一般的には不動産を取得する人が負担するケースが多いとされていますが、必ずしもそうしなければならないわけではありません。
代償分割の場合によくある負担方法
代償分割とは、不動産を特定の相続人が取得し、その代わりに他の相続人へ現金などを支払う方法です。
例えば、母が2割、姉が8割の不動産を取得し、別の相続人が代償金を受け取るケースでは、不動産の権利を取得する側が登記費用を負担することが多くなります。
- 不動産取得者が全額負担
- 法定相続割合で按分負担
- 代償金の計算に織り込む
実務では「登記による利益を受ける人が負担する」という考え方が比較的採用されています。
代償金を受け取る相続人も負担するべきか
代償金を受け取る相続人が登記費用を負担しなければならないというルールはありません。
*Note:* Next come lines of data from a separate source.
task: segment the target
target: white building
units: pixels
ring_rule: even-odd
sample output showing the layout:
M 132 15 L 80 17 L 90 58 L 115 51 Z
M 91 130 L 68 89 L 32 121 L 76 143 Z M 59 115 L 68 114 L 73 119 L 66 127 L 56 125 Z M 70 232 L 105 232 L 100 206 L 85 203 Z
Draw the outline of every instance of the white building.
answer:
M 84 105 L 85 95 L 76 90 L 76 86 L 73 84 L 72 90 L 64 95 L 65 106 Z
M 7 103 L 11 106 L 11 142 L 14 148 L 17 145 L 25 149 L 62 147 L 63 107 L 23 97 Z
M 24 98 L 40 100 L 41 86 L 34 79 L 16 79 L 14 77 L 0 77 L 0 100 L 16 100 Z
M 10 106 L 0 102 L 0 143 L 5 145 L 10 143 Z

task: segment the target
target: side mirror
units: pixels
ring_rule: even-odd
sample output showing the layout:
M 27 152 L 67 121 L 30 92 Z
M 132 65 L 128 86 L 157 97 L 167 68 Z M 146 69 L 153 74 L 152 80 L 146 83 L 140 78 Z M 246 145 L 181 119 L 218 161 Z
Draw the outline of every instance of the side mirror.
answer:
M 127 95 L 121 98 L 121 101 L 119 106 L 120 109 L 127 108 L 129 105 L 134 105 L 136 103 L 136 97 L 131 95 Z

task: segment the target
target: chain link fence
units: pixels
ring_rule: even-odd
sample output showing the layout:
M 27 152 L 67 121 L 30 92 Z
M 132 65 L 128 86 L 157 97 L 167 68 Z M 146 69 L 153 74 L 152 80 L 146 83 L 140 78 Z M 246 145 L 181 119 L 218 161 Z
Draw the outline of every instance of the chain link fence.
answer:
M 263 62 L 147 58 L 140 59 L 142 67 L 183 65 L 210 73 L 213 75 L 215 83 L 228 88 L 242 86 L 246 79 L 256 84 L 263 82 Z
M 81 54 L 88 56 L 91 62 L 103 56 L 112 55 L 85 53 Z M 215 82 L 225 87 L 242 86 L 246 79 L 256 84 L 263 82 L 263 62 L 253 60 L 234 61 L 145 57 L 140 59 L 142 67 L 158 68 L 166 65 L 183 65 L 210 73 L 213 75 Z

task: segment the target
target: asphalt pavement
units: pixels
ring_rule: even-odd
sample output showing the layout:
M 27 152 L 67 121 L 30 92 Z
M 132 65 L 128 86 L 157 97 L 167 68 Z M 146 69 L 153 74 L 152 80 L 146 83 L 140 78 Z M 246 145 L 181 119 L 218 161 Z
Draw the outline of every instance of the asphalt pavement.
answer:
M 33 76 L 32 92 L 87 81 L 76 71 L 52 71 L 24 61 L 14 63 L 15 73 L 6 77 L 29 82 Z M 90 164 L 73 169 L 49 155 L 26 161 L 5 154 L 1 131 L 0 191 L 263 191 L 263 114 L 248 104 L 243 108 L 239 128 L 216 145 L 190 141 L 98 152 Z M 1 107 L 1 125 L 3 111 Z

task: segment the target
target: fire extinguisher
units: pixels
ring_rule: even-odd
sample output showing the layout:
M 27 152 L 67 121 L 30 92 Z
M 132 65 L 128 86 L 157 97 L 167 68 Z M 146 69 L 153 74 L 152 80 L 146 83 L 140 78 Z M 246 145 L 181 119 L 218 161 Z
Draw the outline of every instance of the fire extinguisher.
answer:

代償分割では、不動産を取得しない代わりに現金で相続分を受け取るため、登記による直接的な利益は不動産取得者側にあります。
そのため、代償金を受け取る相続人が費用負担を求められた場合でも、それは話し合いによる合意の問題であり、当然の義務ではありません。
トラブルを防ぐために遺産分割協議書へ記載する
登記費用の負担方法を明確にしておかないと、後になって認識の違いからトラブルになることがあります。
そのため、遺産分割協議書には次のような内容を記載しておくことが望ましいでしょう。
- 登記費用の負担者
- 司法書士報酬の負担方法
- 代償金の金額と支払時期
- その他の実費負担
あらかじめ文書化しておくことで、後日の争いを避けやすくなります。
実際によくあるケース
例えば評価額2,000万円の土地建物を姉が取得し、弟へ代償金を支払うケースでは、登録免許税や司法書士報酬を姉が負担するケースが一般的です。
一方で、相続人全員が円満に合意している場合は、相続財産全体から費用を差し引いてから分配する方法もあります。
どちらが正しいというよりも、相続人全員が納得できる形で取り決めることが重要です。
まとめ
相続登記費用の負担について法律上の一律のルールはありませんが、実務上は土地や建物を取得する相続人が負担するケースが多く見られます。
代償分割の場合、代償金を受け取る相続人には登記による直接的な利益がないため、費用負担をしないことも一般的です。ただし最終的には相続人同士の合意によって決まるため、遺産分割協議書に負担方法を明記し、後日のトラブルを防ぐことが大切です。